In this tutorial, we will show you how to generate a CSR on Axway API Gateway.
When it comes to CSR generation, you have several options. The quickest way is to use an external tool such as our CSR Generator. Alternatively, you can create your CSR using the OpenSSL utility. If you’re on a Linux system, OpenSSL should be already installed by default. For Windows systems, you may need to download it first from here.
Along with your certificate, you will also generate your private key. Make sure you keep it in a safe place, and never share it with anyone.
To generate your CSR in OpenSSL, follow the steps below:
Connect via SSH (Secure Shell) to your server’s terminal and run the following command:
openssl req -new -newkey rsa:2048 -nodes -keyout yourdomain.key -out yourdomain.csr
You will have to replace yourdomain with your actual domain name.

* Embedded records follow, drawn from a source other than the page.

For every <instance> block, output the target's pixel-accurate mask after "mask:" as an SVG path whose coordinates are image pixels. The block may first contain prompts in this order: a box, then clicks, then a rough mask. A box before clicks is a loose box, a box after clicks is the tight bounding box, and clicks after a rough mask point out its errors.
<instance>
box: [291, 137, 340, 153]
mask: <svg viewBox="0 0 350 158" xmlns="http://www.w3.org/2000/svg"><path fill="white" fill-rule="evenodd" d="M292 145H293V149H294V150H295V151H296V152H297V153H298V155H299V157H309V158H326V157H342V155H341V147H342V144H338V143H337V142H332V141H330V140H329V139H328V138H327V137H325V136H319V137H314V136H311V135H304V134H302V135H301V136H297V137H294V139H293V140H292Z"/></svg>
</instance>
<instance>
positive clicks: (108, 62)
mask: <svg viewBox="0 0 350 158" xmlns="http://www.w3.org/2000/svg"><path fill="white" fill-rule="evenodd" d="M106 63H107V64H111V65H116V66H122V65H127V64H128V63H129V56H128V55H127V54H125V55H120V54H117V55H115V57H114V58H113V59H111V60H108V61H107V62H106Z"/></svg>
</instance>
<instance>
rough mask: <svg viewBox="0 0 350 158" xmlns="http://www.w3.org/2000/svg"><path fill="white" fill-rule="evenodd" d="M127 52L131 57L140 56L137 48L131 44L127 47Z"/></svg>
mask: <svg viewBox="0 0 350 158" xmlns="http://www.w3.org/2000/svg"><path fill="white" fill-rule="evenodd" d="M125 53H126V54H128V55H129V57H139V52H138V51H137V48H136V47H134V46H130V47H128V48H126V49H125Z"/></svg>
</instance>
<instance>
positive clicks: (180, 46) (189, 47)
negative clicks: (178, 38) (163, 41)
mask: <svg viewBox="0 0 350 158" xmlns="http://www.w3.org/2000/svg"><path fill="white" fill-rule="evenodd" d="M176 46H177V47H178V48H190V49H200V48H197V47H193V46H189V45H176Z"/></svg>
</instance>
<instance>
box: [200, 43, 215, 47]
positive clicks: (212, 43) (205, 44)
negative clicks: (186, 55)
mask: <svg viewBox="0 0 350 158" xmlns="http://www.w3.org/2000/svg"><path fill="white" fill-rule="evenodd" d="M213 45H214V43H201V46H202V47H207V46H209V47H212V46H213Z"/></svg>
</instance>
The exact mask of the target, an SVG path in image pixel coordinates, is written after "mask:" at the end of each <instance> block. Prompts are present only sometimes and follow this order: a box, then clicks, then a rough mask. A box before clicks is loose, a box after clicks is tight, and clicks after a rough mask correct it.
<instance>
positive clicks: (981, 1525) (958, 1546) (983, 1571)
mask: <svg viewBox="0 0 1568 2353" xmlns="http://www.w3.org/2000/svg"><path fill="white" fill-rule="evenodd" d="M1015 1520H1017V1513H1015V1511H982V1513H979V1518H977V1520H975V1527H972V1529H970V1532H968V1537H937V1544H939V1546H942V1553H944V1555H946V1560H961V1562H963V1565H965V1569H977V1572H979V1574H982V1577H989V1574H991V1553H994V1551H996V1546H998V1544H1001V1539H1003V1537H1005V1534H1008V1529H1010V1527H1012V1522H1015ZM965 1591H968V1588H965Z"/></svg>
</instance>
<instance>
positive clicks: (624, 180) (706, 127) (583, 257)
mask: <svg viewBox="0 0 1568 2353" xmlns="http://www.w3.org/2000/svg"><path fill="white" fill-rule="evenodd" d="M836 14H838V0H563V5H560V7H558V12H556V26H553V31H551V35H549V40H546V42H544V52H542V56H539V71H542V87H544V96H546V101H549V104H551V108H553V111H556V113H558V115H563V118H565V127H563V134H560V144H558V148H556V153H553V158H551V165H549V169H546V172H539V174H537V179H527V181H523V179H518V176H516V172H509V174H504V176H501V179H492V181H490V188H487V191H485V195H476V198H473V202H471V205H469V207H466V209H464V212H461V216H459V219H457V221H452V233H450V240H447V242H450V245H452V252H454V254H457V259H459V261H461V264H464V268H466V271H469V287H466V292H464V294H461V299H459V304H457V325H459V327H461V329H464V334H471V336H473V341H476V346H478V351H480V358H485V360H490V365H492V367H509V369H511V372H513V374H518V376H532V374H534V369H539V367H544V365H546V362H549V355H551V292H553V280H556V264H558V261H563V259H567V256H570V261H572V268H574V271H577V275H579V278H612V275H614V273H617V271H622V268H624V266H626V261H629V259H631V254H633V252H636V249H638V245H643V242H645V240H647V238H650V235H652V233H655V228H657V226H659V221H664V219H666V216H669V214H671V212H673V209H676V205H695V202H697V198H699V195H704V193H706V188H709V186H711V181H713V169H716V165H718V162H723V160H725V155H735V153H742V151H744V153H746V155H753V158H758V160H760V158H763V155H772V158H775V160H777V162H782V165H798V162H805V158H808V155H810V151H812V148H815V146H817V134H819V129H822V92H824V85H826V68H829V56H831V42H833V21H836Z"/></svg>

Next, you need to provide your contact data. Use the example below:
- Country Name: enter the two-letter code of your country. For instance, the US
- State or Province Name: enter the full name of the state or region where your company is registered. For example, California
- Locality Name: enter the name of the city or town where your company is registered. For example, San Diego
- Organization Name: enter the official name of your company. For instance, YourCompany LLC
- Organization Unit Name: Specify the department within your organization in charge of SSL management. For example, IT
- Common Name: enter the FQDN (Fully Qualified Domain Name) you want to secure with an SSL certificate. For example, yoursite.com
- Email Address – provide an email address
- A challenge password: you can leave this field blank
- An optional company name: you can leave this field blank
OpenSSL will create the . csr and . key files. Save the files. Open the .csr file with a text editor such as Notepad, and copy-paste its contents in the relevant box during your SSL order process.